2. Appellant was sixteen at the time of the offense.
venile court signed a waiver of jurisdiction and order of transfer to an appropriate criminal district court on October 29, 1997. The order was filed in the district court that same day. Because the juvenile court properly waived jurisdiction and transferred appellant's case to the district court, we conclude that appellant's counsel was not deficient in failing to file a motion challenging the district court's jurisdiction pursuant to article 4.18(a). We overrule appellant's first point of error.
Confrontation Clause
Appellant contends in his second point of error that the trial court erred by limiting his cross-examination of Aultman and Heredia regarding (1) the defense theory that defendants went to the victims' apartment to reclaim money they previously paid for drugs and (2) Aultman's and Heredia's use of drugs. "The Sixth Amendment protects the defendant's right not only to confront the witnesses against him, but to cross-examine them as well." Hoyos v. State, 951 S.W.2d 503, 506 (Tex. App.--Houston [14th Dist.] 1997, no pet.) (citing Davis v. Alaska, 415 U.S. 308, 316 (1974)). However, the extent of cross-examination is not unlimited. The scope of cross-examination is within the control of the trial court, who is given wide latitude to impose reasonable limits on cross-examination. Delaware v. Van Arsdall, 475 U.S. 673, 678 (1986); Satterwhite v. State, 499 S.W.2d 314, 317 (Tex. Crim. App. 1973). The trial court must consider the probative value of the evidence and weigh it against the risks of admission, including "the possibility of undue prejudice, embarrassment or harassment to either a witness or a party, the possibility of misleading or confusing a jury, and the possibility of undue delay or waste of time." Hodge v. State, 631 S.W.2d 754, 758 (Tex. Crim. App. 1982). The trial court's determination is not reversible unless the appellant shows a clear abuse of discretion. See Chambers v. State, 866 S.W.2d 9, 27 (Tex. Crim. App. 1993), cert. denied, 511 U.S. 1100 (1994); Johnson v. State, 698 S.W.2d 154, 160 (Tex. Crim. App. 1985), cert. denied, 479 U.S. 871 (1986).
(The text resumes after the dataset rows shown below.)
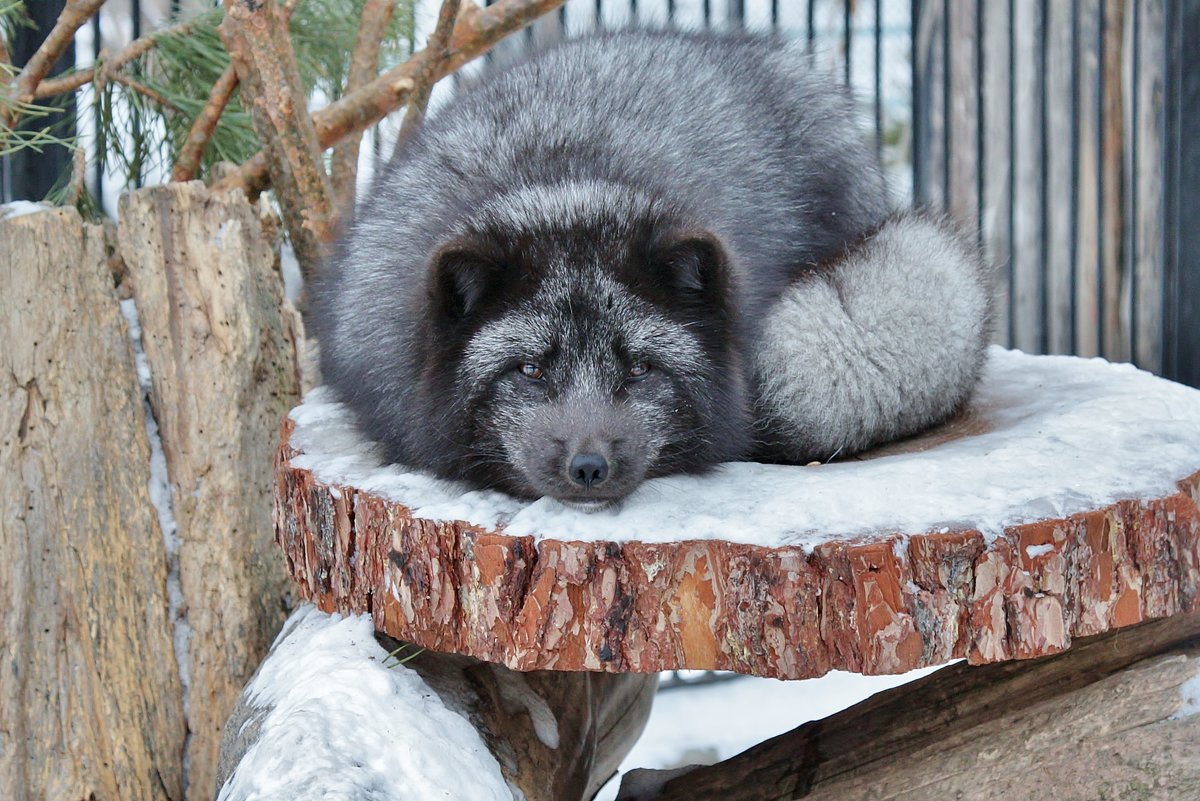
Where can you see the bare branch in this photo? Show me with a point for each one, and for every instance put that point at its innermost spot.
(475, 32)
(23, 86)
(431, 70)
(73, 17)
(364, 66)
(129, 53)
(203, 126)
(256, 35)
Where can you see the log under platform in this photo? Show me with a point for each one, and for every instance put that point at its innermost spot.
(1062, 504)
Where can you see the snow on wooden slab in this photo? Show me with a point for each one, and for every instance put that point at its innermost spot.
(1057, 435)
(1063, 503)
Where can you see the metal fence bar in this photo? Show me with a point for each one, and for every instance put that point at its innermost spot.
(1182, 208)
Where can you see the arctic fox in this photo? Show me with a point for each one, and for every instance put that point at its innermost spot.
(637, 254)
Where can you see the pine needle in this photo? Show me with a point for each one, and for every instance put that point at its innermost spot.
(138, 136)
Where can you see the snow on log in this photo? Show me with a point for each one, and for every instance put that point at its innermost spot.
(330, 714)
(1062, 504)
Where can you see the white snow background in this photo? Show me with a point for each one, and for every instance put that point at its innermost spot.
(1063, 435)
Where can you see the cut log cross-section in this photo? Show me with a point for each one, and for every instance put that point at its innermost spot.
(1062, 504)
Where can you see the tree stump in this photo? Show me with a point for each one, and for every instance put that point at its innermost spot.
(1061, 505)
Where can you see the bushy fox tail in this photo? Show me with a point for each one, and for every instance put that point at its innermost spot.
(879, 344)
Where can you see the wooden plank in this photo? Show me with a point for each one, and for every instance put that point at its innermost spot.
(997, 155)
(90, 699)
(1116, 332)
(1147, 186)
(1027, 230)
(963, 156)
(1049, 729)
(223, 375)
(1087, 217)
(1060, 197)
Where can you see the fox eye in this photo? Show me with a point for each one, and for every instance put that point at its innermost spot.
(532, 371)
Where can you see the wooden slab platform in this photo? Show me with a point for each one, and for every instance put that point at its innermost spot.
(883, 602)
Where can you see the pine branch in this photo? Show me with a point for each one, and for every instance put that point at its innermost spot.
(364, 66)
(131, 52)
(205, 122)
(256, 35)
(475, 32)
(431, 71)
(142, 89)
(22, 90)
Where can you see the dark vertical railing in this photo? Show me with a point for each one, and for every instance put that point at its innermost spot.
(1182, 209)
(877, 77)
(919, 194)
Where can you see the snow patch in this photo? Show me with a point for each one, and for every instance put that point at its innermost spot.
(289, 270)
(160, 495)
(21, 208)
(1189, 693)
(1060, 435)
(342, 726)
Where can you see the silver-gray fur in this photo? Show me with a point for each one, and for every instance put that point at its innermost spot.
(707, 205)
(876, 344)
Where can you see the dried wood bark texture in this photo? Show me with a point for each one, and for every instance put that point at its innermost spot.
(90, 702)
(873, 606)
(1054, 728)
(223, 373)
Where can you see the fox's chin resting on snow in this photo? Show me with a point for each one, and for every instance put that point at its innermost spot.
(643, 254)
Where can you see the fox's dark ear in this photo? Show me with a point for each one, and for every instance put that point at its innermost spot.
(694, 263)
(463, 277)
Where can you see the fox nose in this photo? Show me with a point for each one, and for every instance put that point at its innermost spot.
(588, 469)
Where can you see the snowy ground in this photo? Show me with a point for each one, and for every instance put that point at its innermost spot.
(703, 724)
(327, 716)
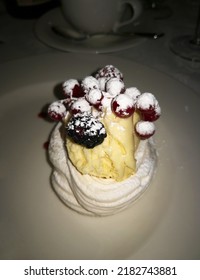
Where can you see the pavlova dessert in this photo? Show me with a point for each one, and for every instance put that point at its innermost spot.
(102, 150)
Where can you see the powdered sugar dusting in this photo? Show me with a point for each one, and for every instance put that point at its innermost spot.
(81, 105)
(124, 102)
(115, 86)
(57, 107)
(94, 96)
(133, 92)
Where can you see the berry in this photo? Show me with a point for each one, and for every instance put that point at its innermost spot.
(145, 129)
(86, 130)
(72, 89)
(133, 92)
(80, 105)
(94, 96)
(57, 111)
(123, 106)
(109, 71)
(148, 107)
(114, 86)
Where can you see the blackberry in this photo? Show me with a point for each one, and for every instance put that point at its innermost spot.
(86, 130)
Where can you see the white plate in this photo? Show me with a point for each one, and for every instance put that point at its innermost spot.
(99, 44)
(163, 224)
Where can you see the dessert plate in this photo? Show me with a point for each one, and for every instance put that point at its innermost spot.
(162, 224)
(97, 44)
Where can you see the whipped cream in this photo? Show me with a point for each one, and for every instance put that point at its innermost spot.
(94, 196)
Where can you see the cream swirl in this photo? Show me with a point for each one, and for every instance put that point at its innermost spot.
(93, 196)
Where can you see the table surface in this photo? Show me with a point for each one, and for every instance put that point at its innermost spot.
(19, 41)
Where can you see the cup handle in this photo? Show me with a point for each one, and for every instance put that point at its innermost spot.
(136, 7)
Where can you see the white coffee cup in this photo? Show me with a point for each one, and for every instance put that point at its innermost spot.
(99, 16)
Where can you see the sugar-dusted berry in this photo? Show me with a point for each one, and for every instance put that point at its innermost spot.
(80, 105)
(148, 106)
(89, 83)
(115, 86)
(57, 110)
(123, 106)
(145, 129)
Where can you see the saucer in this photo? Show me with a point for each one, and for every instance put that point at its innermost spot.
(97, 44)
(163, 224)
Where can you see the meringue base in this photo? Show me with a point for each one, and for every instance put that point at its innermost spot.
(94, 196)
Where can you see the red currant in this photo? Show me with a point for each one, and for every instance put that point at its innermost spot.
(57, 111)
(122, 105)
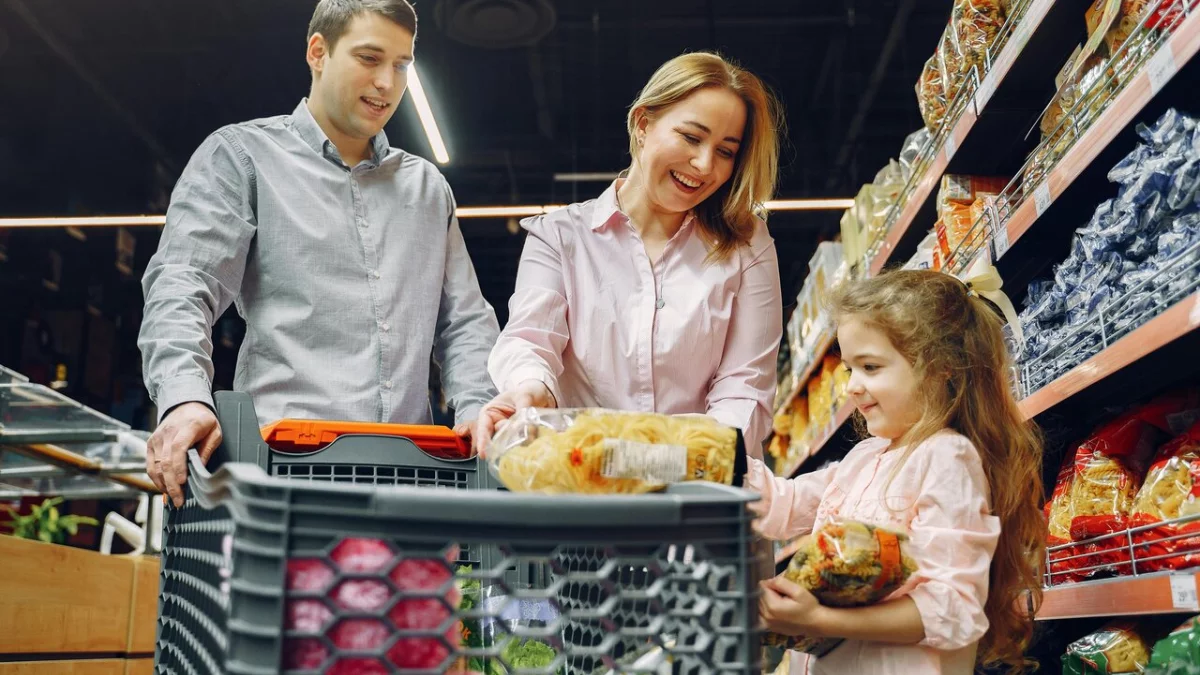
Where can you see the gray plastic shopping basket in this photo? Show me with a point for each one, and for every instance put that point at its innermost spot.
(255, 580)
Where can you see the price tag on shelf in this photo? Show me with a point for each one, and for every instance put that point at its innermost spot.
(1000, 242)
(1161, 69)
(951, 147)
(987, 88)
(1042, 198)
(1183, 592)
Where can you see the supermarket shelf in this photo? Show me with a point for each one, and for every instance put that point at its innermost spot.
(1182, 45)
(1037, 31)
(59, 457)
(1180, 320)
(839, 419)
(1120, 597)
(819, 353)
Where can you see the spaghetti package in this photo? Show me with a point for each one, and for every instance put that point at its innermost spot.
(1171, 491)
(846, 565)
(931, 94)
(1110, 467)
(601, 452)
(1059, 513)
(977, 23)
(1117, 647)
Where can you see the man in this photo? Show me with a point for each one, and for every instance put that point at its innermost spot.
(343, 256)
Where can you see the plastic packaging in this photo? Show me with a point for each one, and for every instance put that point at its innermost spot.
(1115, 649)
(977, 23)
(1177, 653)
(911, 150)
(846, 565)
(582, 451)
(931, 94)
(1171, 490)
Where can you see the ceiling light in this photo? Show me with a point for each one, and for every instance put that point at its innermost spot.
(426, 113)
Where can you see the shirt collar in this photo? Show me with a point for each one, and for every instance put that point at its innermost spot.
(316, 138)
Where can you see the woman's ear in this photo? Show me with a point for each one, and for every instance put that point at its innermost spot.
(641, 125)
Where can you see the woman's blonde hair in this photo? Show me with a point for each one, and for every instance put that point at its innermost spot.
(955, 345)
(727, 216)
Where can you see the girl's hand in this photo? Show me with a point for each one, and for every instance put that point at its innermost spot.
(790, 609)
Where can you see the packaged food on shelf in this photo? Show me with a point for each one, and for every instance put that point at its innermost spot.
(966, 189)
(1150, 231)
(1171, 491)
(1060, 509)
(927, 254)
(609, 452)
(911, 151)
(958, 214)
(778, 447)
(931, 94)
(820, 399)
(799, 417)
(1116, 649)
(977, 24)
(846, 563)
(1179, 653)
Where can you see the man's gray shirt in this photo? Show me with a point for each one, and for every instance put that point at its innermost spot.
(348, 279)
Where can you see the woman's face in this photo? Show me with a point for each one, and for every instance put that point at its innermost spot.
(689, 149)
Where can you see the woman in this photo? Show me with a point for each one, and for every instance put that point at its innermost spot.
(661, 294)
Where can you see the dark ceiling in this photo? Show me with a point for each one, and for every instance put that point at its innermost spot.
(103, 102)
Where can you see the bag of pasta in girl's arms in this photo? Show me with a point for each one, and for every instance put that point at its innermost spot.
(600, 452)
(846, 565)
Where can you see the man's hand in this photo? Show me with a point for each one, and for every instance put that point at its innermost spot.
(189, 425)
(529, 394)
(790, 609)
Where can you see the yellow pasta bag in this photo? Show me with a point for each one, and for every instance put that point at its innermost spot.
(846, 565)
(600, 452)
(1171, 491)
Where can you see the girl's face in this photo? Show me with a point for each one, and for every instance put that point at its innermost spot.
(882, 383)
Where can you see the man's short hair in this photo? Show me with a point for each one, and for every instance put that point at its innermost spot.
(331, 18)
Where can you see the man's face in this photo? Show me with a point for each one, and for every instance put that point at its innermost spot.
(359, 84)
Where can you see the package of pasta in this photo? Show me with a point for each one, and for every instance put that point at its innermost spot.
(846, 565)
(977, 23)
(1116, 649)
(1059, 513)
(1179, 653)
(1110, 466)
(1171, 491)
(600, 452)
(931, 94)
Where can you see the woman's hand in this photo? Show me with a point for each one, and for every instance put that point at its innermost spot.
(790, 609)
(529, 394)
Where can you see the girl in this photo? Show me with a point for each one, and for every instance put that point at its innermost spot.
(661, 294)
(949, 460)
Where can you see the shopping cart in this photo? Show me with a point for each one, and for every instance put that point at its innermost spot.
(361, 568)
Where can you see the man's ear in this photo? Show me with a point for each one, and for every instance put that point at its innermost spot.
(317, 52)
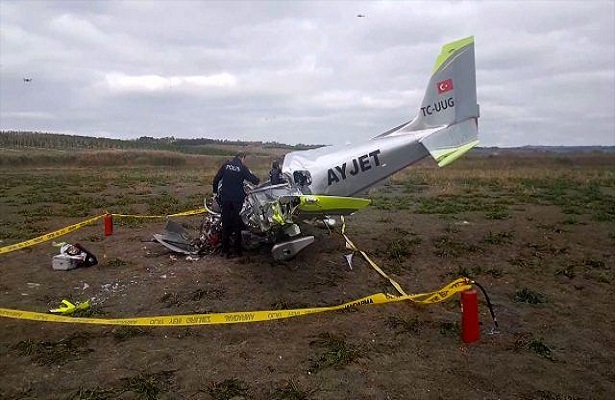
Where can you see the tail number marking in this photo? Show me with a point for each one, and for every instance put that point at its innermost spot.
(438, 106)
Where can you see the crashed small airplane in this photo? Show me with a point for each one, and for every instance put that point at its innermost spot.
(320, 182)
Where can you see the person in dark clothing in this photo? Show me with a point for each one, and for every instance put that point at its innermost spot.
(228, 185)
(275, 175)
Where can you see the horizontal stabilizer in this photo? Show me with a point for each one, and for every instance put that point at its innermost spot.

The district court concluded that evidence regarding Aultman's and Heredia's drug use and possible involvement in a drug transaction with the defendants was not relevant. Evidence is relevant only if it has a tendency to make the existence of a fact or consequence more or less probable than it would be without the evidence. See Tex. R. Evid. 401. It is no justification for robbery that the victims were users or dealers of drugs, or that they owed money to the robber for drugs. The taking of Aultman's and Heredia's property at knife point was still aggravated robbery, even assuming their possession of the property was unlawful. See Tex. Penal Code Ann. § 1.07(a)(35) (West 1994) (defining "owner").
Moreover, even if the subject of the proposed cross-examination had some relevance to appellant's defense, the district court could reasonably conclude that this relevance was substantially outweighed by the danger of unfair prejudice to the complainants, confusion of the issues, or misleading to the jury. See Tex. R. Evid. 403. Therefore, we conclude that the district court did not abuse his discretion by prohibiting the proposed cross-examination regarding Aultman's and Heredia's drug use and the defense theory that defendants went to the victims' apartment to reclaim money they previously paid for drugs . Appellant's second point of error is overruled.